世界経済はコロナ禍やロシアによるウクライナ侵攻、物価高騰を受けてここ数年低空飛行の状態が続いていたが再び冬の時代へと突入するのだろうか。第二次トランプ政権の発足から3カ月が経過したがその間に世界情勢は明らかに不安定な方向へと傾いている。その中でも景況感は「不安定」という表現では十分でなく、残念ながら明確に「悪化する」方向へと向かっている。
米政権は今月3日に中国からの輸入品に対して10%の追加関税を課す方針を決定しており、加えてメキシコ、カナダの両国に対して25%の関税を課す方針を明確にしている。関税を課された国はいずれも対抗措置を表明しており、第一次トランプ政権の時と同様に世界経済の減速は必至だろう。またメキシコ、カナダの両国は日系自動車メーカーにとっては北米市場向けの重要な生産拠点であり影響が懸念されている。以前より指摘されている通り関税の負担を最終的には受けるのは消費者であり、相手国への政治的圧力を狙いとして軽々に発動して良いものではないはずだ。
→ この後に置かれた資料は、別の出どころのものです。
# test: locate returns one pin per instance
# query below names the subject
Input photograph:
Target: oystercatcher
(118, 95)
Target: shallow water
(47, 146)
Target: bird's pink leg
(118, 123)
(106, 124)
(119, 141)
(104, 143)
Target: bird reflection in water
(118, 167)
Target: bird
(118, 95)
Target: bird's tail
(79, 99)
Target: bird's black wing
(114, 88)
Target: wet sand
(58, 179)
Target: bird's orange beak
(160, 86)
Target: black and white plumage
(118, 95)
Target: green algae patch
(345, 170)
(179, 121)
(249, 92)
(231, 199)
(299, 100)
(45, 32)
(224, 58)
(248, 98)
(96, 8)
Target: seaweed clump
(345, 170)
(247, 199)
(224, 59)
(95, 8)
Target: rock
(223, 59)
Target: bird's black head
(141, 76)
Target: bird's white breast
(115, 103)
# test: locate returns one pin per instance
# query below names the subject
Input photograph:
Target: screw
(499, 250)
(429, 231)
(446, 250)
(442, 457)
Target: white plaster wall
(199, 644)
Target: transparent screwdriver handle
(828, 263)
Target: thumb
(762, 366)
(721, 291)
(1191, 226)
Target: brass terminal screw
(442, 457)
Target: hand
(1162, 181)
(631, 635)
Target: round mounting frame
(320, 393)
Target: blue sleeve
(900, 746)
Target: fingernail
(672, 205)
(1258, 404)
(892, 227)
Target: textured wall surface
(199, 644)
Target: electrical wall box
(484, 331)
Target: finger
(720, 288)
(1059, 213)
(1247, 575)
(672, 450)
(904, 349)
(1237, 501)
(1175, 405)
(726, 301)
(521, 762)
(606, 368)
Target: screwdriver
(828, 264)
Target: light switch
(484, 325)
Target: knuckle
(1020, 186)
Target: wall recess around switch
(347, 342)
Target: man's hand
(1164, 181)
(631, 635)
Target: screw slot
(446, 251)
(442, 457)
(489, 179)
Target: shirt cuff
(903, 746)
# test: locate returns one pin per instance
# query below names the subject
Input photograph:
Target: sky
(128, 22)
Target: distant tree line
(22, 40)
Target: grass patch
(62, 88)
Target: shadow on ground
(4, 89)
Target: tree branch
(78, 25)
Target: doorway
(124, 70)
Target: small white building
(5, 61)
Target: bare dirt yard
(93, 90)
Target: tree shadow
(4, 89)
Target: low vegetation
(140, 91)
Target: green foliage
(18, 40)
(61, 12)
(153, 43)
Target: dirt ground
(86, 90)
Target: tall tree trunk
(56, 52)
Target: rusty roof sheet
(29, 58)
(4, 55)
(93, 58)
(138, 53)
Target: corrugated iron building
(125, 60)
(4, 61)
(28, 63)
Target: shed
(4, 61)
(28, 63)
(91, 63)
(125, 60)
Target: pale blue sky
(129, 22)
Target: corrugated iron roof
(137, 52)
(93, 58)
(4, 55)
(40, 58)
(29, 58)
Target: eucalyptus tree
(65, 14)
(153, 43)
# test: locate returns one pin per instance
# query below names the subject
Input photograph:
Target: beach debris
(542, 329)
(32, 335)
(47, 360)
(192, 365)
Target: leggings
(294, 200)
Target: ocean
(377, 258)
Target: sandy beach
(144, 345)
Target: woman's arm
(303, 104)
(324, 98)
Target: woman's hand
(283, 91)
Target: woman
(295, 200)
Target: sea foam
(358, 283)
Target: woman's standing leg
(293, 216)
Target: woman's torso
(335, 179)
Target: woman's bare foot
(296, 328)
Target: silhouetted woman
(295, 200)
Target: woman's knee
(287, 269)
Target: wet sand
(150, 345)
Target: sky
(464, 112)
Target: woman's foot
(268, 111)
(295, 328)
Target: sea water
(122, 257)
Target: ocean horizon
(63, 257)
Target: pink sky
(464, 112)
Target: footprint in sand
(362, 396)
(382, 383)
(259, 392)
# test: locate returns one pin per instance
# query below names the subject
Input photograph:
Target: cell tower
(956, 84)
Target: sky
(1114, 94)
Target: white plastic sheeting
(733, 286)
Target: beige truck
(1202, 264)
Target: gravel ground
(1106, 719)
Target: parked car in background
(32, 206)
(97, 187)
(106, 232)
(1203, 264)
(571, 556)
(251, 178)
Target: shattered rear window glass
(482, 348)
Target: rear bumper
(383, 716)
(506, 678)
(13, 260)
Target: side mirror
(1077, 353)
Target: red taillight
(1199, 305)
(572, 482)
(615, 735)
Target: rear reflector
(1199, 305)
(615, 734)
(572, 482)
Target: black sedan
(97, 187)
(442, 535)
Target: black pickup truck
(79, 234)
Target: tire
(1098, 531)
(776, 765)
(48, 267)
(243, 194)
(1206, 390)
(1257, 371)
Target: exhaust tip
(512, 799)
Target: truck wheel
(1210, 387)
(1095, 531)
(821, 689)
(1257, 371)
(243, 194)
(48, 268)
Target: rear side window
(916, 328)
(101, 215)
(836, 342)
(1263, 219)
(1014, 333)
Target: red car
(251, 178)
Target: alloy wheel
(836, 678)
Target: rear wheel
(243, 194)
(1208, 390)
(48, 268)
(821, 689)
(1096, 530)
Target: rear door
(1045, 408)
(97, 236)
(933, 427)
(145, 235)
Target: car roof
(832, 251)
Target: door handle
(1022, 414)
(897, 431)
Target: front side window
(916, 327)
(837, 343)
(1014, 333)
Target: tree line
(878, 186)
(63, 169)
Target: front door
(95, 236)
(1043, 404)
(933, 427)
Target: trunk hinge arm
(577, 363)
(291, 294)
トランプ氏は円安の是正を求めて日本へも関税をちらつかせながら要求を突きつけようとしているが国益を守るためにも理不尽な要求に対しては自制を促していくべきだ。
一方で国内の景況感を見ると、昨年から引き続いて盛り上がりに欠ける状況が続いている。ねじ類について直近の輸出入の動向を見ると輸出については数量ベースで見ると昨年8月より最新の統計である今年1月まで6カ月連続で前年を下回るペースが続いている。輸入について同じく昨年8月から最新の統計である昨年12月の内容を見ると横ばいもしくは微減となる月があるも概ね増加傾向が見られている。米国をはじめとした関税措置の影響を受けてねじ類の輸出が今後どのような影響を受けるのか動向が注目される。
前年(2024年)はいわゆる「2024年問題」が大きな注目を集めた一年であり、中でも物流そして建設業界では労働時間に上限を課される、もしくは現場を止める時間が増えたことからそれに応じてモノの動きも鈍くなった模様だ。「2024年」と銘打たれているが昨年だけの制度でないことは言うまでもなく、今年以降も時代に応じた働き方に対応しながら事業を進めていく必要に迫られている。その中でも仕事の効率化・省人化が喫緊の課題となっていることには変わりはないが、本紙前号で触れた話題ではあるが政府は中小企業省力化投資補助金の選択肢を拡げており、精度を通じて現場に応じた省力化投資を促している。制度を活用しながら組織の改革そして働き方改革を進めていくべきだ。